The simulation model was evaluated by the OPD clinical manager, Dr Ben Gaunt, as well as other members of the OPD staff. Based on their day-to-day experiences, staff were able to indicate whether the simulation results matched the observed trends in the OPD, such as (a) the normal/expected lengths of queues; (b) the peak queue lengths/busiest times at each process; (c) the flow of patients between different queues; and (d) the arrival/departure times of patients.

Discrepancies between the simulation results and the observed trends were discussed with the OPD staff to identify elements of the model that could be improved. Feed- back from these discussions resulted in numerous additions to the OPD model, such as time-dependent staff schedules, detailed treatment parameters, and priority queueing dis- ciplines. The OPD model was evaluated, improved, and re-evaluated many times during the course of this research.

Contact with the OPD staff also played an essential role in defining the purpose and scope of the model. These interactions helped to determine which aspects of the OPD system should be included in the model, as well as how to present the simulation results in a useful, informative manner.

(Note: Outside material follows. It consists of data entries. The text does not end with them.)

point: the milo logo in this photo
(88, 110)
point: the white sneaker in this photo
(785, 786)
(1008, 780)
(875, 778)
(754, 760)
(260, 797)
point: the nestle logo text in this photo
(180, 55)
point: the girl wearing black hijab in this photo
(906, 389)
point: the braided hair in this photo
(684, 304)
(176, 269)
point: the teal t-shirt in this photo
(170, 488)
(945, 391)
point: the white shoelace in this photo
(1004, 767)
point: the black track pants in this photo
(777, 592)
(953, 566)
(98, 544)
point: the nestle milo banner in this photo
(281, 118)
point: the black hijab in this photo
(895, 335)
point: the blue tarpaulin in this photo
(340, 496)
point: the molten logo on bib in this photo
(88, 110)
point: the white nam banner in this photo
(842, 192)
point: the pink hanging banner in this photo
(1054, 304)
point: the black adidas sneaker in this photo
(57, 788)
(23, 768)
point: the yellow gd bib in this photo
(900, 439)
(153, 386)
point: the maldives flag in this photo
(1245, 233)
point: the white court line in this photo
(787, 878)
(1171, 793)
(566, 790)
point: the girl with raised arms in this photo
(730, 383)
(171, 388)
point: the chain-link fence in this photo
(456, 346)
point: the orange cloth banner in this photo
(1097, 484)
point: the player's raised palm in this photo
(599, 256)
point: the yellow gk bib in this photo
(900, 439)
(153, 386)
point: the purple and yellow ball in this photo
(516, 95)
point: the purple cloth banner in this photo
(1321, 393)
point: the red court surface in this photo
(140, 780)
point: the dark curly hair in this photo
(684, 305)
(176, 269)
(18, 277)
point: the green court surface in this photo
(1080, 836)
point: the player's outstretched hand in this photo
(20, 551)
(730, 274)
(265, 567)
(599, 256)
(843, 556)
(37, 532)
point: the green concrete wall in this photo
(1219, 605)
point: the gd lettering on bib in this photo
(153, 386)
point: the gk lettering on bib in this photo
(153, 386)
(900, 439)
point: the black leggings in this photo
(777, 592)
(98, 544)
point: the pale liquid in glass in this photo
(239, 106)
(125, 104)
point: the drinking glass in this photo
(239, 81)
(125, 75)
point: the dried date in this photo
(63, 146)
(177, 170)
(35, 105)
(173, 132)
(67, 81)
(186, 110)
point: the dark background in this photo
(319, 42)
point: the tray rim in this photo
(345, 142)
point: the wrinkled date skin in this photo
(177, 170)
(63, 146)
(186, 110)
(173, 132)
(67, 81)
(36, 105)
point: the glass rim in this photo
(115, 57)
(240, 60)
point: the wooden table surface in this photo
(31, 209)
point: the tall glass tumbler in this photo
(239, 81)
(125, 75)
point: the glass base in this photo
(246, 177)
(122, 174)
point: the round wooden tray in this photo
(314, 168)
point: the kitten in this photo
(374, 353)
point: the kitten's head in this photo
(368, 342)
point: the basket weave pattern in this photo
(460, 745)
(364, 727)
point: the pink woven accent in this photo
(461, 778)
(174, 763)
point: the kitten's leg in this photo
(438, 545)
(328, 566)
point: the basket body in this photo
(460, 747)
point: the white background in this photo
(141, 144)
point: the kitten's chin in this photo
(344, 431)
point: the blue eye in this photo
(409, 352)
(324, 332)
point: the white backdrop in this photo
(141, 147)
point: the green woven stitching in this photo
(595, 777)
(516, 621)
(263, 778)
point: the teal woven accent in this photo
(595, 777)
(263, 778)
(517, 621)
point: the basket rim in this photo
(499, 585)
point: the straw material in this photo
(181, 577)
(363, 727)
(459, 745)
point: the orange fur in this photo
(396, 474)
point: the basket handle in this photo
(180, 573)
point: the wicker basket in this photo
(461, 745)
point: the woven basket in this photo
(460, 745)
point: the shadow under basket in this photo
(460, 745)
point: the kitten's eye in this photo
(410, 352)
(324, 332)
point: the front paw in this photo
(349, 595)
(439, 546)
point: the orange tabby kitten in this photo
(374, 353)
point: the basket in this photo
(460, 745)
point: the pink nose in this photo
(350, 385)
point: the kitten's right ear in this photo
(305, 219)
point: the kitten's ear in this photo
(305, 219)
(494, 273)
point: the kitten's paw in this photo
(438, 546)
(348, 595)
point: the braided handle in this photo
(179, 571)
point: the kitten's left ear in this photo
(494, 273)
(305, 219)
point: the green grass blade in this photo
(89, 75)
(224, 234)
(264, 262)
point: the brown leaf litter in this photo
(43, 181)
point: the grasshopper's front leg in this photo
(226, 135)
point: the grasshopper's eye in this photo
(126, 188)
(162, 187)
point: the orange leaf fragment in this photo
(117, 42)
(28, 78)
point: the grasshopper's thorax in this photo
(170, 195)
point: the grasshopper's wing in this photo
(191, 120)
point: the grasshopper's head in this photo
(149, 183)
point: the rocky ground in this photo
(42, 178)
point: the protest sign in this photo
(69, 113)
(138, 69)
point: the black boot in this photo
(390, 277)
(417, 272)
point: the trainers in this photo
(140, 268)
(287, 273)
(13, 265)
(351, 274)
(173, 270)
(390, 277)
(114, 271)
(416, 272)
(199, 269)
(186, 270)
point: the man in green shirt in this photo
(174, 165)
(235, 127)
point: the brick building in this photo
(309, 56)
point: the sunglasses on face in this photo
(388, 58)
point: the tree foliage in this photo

2. Input-output validation

An important aspect of the simulation model is its ability to illustrate the effect of changes to the OPD system. This was tested during discussions with hospital staff by varying the model’s input parameters and confirming that the corresponding simulation results reflected the appropriate response. For example, increasing the number of staff at a process should result in shorter queues and waiting times at that process, while increasing the number of patients in the system should increase the general level of congestion.

3. Previous research

Bertscher (2015) highlights several issues affecting patient flow in the OPD system, based on research conducted during December 2014. Although this study did not involve rigorous data collection or analysis, it does confirm some of the general trends in the simulation results for the 2015 OPD set-up. For example, key findings in Bertscher’s report emphasise that

(a) the doctors queue is a bottleneck that limits the flow of patients through the OPD system;

(b) the long delays that patients experience in this queue are the main source of inefficiency in the OPD;

(c) fluctuations in patient arrivals have a significant effect on congestion — the OPD functions well when there are relatively few patients, but the system is not equipped to handle large numbers of patients efficiently.

Bertscher (2015) also mentions other sources of inefficiency in the OPD which are not included in the simulation model. Examples of these problems include

(d ) routing confusion — some patients may not follow the correct route through the OPD because they do not understand the system or receive incorrect instructions from staff;

(e) missing equipment/supplies — staff (particularly doctors) spend too much time searching for medical equipment and supplies that have been removed from their consultation rooms.

These observations illustrate some of the limitations of the simulation model, which does not reflect the time that staff spend on unforeseen tasks. There are several other sources of inefficiency that the model does not account for, such as equipment failures, missing patient records, and staff members arriving late for their shift or missing work.

These limitations should be taken into account when analysing the simulation model’s results, which reflect the flow of patients through the OPD in the absence of these types of delays and interruptions. In reality, patient’s waiting times may be longer and more varied than the waiting times in the simulation results, and there may also be greater variance in the length of the OPD queues. The simulation model’s results should therefore not be interpreted as a direct measure of the actual patient waiting times in the OPD.

Based on the information gathered from these sources, the simulation model is sufficiently accu- rate to fulfil its intended purpose. It can be used to develop a better understanding of the OPD system, including the behaviour of the OPD queues and the experiences of different patient profiles. The model can also provide insight into the causes and effects of congestion and the impact of changes to the system.